I can now reveal that after at least one hour of intense investigative journalism fueled by dedication and scotch while bravely using Google's own search engine against the company, I've been able to discern a method to Google's madness, a clear line that leads directly to Google's endgame. It's the mother of all conspiracy theories: Google wants to own it all, starting with you.
Humble beginnings
It began with the simple benevolence of tracked search and a slogan sign, now pockmarked with virtual bullets that read "Don't be evil." Was it evil to turn tracked search into Google Ads and Google Analytics? That's for future, post-Googlepocalypse generations (if they exist) to decide. But it established an engine whereby Google knows what you're looking for, moves you toward more of the same, and offers merchants a crack at us -- though, merchants and customers alike, we're all pawns in Google's grid.
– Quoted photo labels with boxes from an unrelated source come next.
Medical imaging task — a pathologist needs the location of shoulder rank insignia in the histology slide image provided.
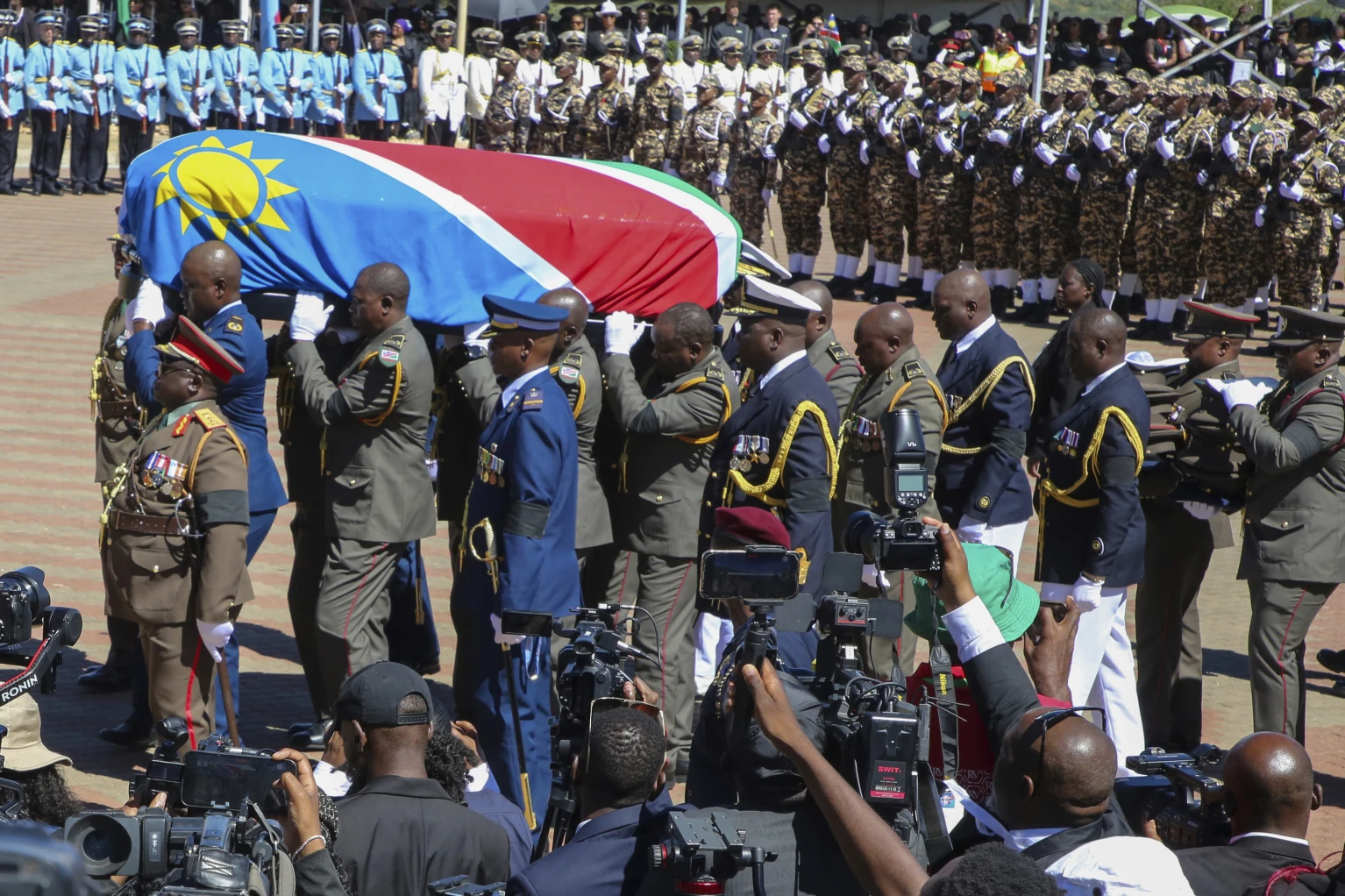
[194,408,229,430]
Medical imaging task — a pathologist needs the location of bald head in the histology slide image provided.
[934,267,990,342]
[1224,732,1322,838]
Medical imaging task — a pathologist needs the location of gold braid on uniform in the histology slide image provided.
[939,355,1033,455]
[723,401,836,508]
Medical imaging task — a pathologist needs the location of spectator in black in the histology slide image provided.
[509,704,672,896]
[1177,732,1322,896]
[333,662,509,896]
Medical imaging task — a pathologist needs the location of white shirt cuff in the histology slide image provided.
[943,597,1005,664]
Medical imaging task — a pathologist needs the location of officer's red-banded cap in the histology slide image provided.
[154,316,244,383]
[715,508,793,548]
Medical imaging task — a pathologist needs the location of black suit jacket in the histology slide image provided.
[1177,834,1317,896]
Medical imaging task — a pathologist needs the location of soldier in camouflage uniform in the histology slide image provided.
[486,47,536,152]
[729,82,784,246]
[580,55,630,161]
[1071,73,1149,295]
[532,53,584,158]
[971,68,1043,317]
[1262,111,1341,310]
[865,60,922,304]
[627,35,686,174]
[826,55,879,299]
[776,50,831,280]
[675,74,733,196]
[1201,81,1275,314]
[1135,78,1214,340]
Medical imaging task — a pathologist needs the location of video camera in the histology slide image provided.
[844,408,943,572]
[1116,744,1232,849]
[650,813,779,896]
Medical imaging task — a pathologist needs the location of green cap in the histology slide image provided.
[907,544,1041,647]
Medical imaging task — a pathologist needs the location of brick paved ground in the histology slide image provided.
[0,138,1345,856]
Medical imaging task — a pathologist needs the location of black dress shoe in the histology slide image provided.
[98,722,154,750]
[75,664,131,694]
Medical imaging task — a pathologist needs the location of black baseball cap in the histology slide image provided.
[332,662,431,728]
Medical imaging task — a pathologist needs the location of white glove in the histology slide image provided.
[126,277,168,325]
[602,310,644,355]
[1073,576,1101,612]
[907,149,920,179]
[1181,501,1220,519]
[289,292,332,342]
[491,614,524,646]
[196,619,234,664]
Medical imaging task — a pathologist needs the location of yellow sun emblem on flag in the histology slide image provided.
[154,136,299,239]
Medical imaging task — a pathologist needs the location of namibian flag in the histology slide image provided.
[120,131,741,325]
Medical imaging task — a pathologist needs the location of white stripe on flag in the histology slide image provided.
[288,134,572,289]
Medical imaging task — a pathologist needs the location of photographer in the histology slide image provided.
[509,704,672,896]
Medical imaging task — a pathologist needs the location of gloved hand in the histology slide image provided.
[289,292,335,342]
[491,614,524,646]
[602,310,644,355]
[1181,501,1220,519]
[196,619,234,664]
[1072,576,1101,612]
[907,149,920,181]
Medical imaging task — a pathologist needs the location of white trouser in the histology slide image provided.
[1041,582,1144,776]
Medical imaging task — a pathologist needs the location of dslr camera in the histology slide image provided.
[844,408,943,572]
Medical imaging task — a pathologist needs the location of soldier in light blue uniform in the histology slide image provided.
[307,25,351,138]
[210,18,261,131]
[164,18,215,138]
[0,10,25,196]
[111,16,168,183]
[257,23,308,133]
[23,11,70,196]
[351,18,406,143]
[66,16,116,196]
[451,296,580,828]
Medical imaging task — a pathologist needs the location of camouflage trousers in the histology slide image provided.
[780,146,827,256]
[1078,177,1130,289]
[916,174,967,274]
[1018,178,1078,280]
[1201,191,1270,308]
[1121,187,1205,299]
[827,144,869,257]
[971,166,1020,270]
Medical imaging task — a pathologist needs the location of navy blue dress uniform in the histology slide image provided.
[935,319,1037,568]
[701,276,841,669]
[451,296,580,823]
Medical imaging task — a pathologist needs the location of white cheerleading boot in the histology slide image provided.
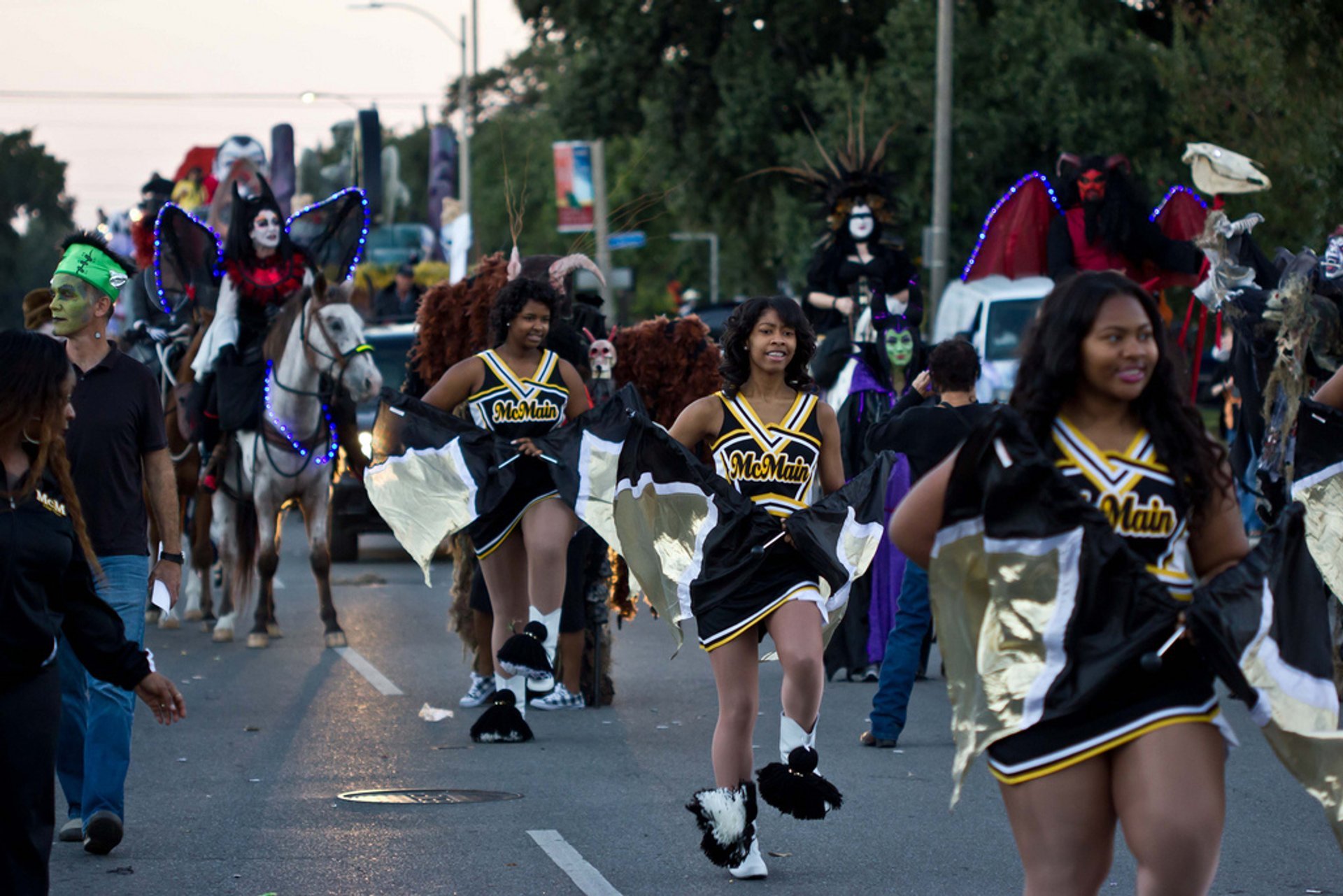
[527,607,562,693]
[728,825,769,880]
[758,713,844,820]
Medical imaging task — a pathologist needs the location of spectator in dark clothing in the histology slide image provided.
[0,332,187,896]
[51,234,183,855]
[374,264,425,324]
[860,339,988,747]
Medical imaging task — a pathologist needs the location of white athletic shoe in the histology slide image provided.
[457,671,495,708]
[728,837,769,880]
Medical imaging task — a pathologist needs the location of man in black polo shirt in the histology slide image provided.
[51,234,181,854]
[860,339,988,747]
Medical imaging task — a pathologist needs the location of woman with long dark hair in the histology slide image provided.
[672,296,845,877]
[0,332,187,893]
[191,175,313,492]
[890,273,1249,895]
[425,277,588,741]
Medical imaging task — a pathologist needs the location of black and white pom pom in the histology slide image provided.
[471,689,532,744]
[685,782,756,868]
[497,619,555,678]
[756,747,844,820]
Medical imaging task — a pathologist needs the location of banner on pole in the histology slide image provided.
[553,140,594,234]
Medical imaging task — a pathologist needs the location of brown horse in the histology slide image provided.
[148,312,227,630]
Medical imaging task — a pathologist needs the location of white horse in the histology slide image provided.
[212,278,383,648]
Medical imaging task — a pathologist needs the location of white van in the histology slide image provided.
[932,274,1054,401]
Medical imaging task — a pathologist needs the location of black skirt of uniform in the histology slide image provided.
[466,455,559,557]
[690,546,819,650]
[988,641,1221,785]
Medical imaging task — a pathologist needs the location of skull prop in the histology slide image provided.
[583,327,615,381]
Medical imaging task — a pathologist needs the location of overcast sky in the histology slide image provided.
[0,0,528,226]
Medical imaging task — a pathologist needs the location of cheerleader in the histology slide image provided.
[425,277,588,741]
[890,273,1249,896]
[672,297,845,879]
That's a short and natural hop to e-tailing, and Google jumped in immediately, developing shopping technology alongside its search empire. Witness Google Wallet, Google Catalogs, and most recently Credit Karma, soon to be renamed Google Credit (probably). The timeline might be off, but these plots are constantly evolving -- and why screw up a perfectly good rant with precise information anyway?
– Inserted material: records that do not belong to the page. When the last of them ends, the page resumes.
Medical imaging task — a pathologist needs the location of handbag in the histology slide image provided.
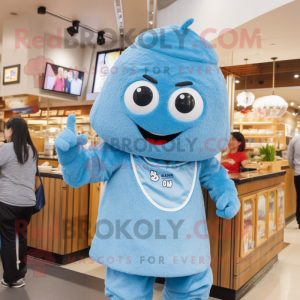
[32,170,46,215]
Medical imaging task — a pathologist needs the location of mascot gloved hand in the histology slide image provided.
[55,19,240,300]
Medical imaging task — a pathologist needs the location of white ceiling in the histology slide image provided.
[235,86,300,109]
[211,0,300,66]
[0,0,147,53]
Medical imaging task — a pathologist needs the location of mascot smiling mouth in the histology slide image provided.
[137,125,181,145]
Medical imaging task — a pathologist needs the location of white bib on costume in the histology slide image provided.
[130,154,197,211]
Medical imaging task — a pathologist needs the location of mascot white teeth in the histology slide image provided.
[55,19,240,300]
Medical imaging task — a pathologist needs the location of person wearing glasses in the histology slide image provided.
[222,132,249,174]
[0,117,38,288]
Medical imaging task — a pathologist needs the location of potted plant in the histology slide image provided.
[259,144,281,172]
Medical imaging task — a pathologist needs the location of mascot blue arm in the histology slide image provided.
[55,19,240,300]
[200,158,241,219]
[55,115,123,187]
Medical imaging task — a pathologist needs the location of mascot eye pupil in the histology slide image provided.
[133,86,153,106]
[175,93,195,114]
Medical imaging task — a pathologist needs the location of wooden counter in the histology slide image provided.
[28,173,89,255]
[207,171,287,300]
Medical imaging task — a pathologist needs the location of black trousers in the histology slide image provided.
[0,202,33,284]
[294,175,300,225]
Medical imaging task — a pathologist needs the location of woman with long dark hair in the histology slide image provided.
[0,117,38,288]
[222,132,249,173]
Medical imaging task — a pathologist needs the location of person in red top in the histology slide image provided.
[221,132,249,174]
[53,67,65,92]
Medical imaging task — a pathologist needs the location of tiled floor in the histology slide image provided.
[64,220,300,300]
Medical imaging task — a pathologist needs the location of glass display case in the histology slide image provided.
[276,184,285,230]
[268,189,277,237]
[255,191,268,246]
[241,195,256,257]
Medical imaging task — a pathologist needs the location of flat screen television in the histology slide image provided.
[93,49,124,93]
[43,63,84,96]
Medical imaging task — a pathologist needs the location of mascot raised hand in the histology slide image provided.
[55,19,240,300]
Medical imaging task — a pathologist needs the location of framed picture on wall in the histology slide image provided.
[240,195,256,258]
[267,189,277,237]
[3,65,21,85]
[255,191,268,247]
[276,184,285,230]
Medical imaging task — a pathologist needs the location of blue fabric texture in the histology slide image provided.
[105,268,213,300]
[55,19,240,299]
[90,18,230,161]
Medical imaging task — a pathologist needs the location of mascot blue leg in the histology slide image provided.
[162,268,213,300]
[105,268,155,300]
[105,268,213,300]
From e-tail, it's an easy leap to content: Google News, Google Finance, YouTube, and the rest -- bread and circuses, albeit bread and circuses as programmed by Google. That proceeds today with what looks like a push into console gaming. Which games do you like? Check. Where are you buying them now? Check. Can we sell them to you instead? Check. Where are you playing them and can we own that, too? Check.
Direct connection
Google knew us in the abstract, but it needed direct, firsthand, brain stem access. It set its sights on what we're working on; what we're writing to friends and family; what we're talking about; and what files and data we've squirreled away on our computers. Enter Google Apps, Gmail, Google Drive, Google Voice, and the seemingly unavoidable G+. Now Google had access to all of it, from our love notes to our vacation photos to our phone calls with Mom. It's all part of the database and about as benign as dropping a kitten in a Cuisinart.